Indigenous tribes in Southern California join Pacific Wave

Fourteen Native American tribes in Southern California are now directly connected to the state-of-the-art International Internet Exchange, Pacific Wave, and its peering, high-performance scientific networks, and ever-expanding global connectivity. This new connection enables tribal libraries, scientific research facilities, and cultural preservation institutions to collaborate with partners across the state, the nation, and the world.

Tribal Digital Village, a tribal consortium-owned ISP in San Diego County, has connected to Pacific Wave’s infrastructure on the West Coast. A joint project of CENIC and the Pacific Northwest Gigapop, Pacific Wave interconnects most international Asia-Pacific research and education networks, key U.S. western regional research and education networks, leading national-scale research networks, and major commercial research cloud services.

Tribal Digital Village Network was created by the Southern California Tribal Chairman’s Association in 2001 to bring internet services to key community buildings and resource programs on reservations. 

“Through this new connection to Pacific Wave, thousands of indigenous people will benefit from enhanced connectivity,” said director of technology for the SCTCA and director of TDVnet, Matt Rantanen. “All of these tribes have facilities that are now connected to regional, national, and international partners in the research and education community and beyond. This collaboration is an important start to bring global indigenous people onto a platform where they can connect throughout the Asia-Pacific Region and share efforts to strengthen their communities. We all have very similar stories of hardship and oppression, and could greatly benefit from sharing our solutions to overcome these obstacles and strengthen our communities as a whole.”

“Like the countries that Pacific Wave connects, Native American tribes are sovereign nations and therefore should have access to the international exchange and its accompanying domestic peering,” said Louis Fox, Pacific Wave board director and president and CEO of CENIC. “California and the entire research and education community are beneficiaries of this partnership as it brings tribal libraries, scientific research facilities, and cultural preservation institutions onto the same networks as their peers, not just in the West, but across the United States, and around the globe; and it facilitates many other partnerships among schools, cultural institutions, governments, and health care organizations.”

PNWGP and CENIC established the connection with TDVnet with help from Google and AT&T. Google’s Project Eagle Feather provided TDVnet with resources to enhance intra-tribal connectivity. AT&T provided a 10 Gbps circuit through their partnership with CENIC, which can be increased to multiple 10 Gbps or 100 Gbps circuits as demand increases, from TDVnet to a CENIC point of presence in San Diego. CENIC provided backhaul to Pacific Wave infrastructure in Los Angeles and Sunnyvale. 

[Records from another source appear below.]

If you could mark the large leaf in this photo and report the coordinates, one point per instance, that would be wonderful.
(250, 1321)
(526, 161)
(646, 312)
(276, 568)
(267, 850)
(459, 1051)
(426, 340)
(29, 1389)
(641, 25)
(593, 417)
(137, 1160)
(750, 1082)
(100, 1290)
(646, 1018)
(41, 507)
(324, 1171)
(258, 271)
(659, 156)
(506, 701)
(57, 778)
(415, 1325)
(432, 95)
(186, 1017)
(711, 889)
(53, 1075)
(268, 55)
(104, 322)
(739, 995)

“Native Americans in tribal areas are among the least connected people in America,” said Google vice president and chief internet evangelist, Vint Cerf. “This new interconnection, and the incontrovertible logic behind it, is a dramatic way to draw tribal communities into a rapidly digitizing world.”

This partnership between Pacific Wave, private sector partners, and tribal communities has the potential to be replicated and extended throughout the West.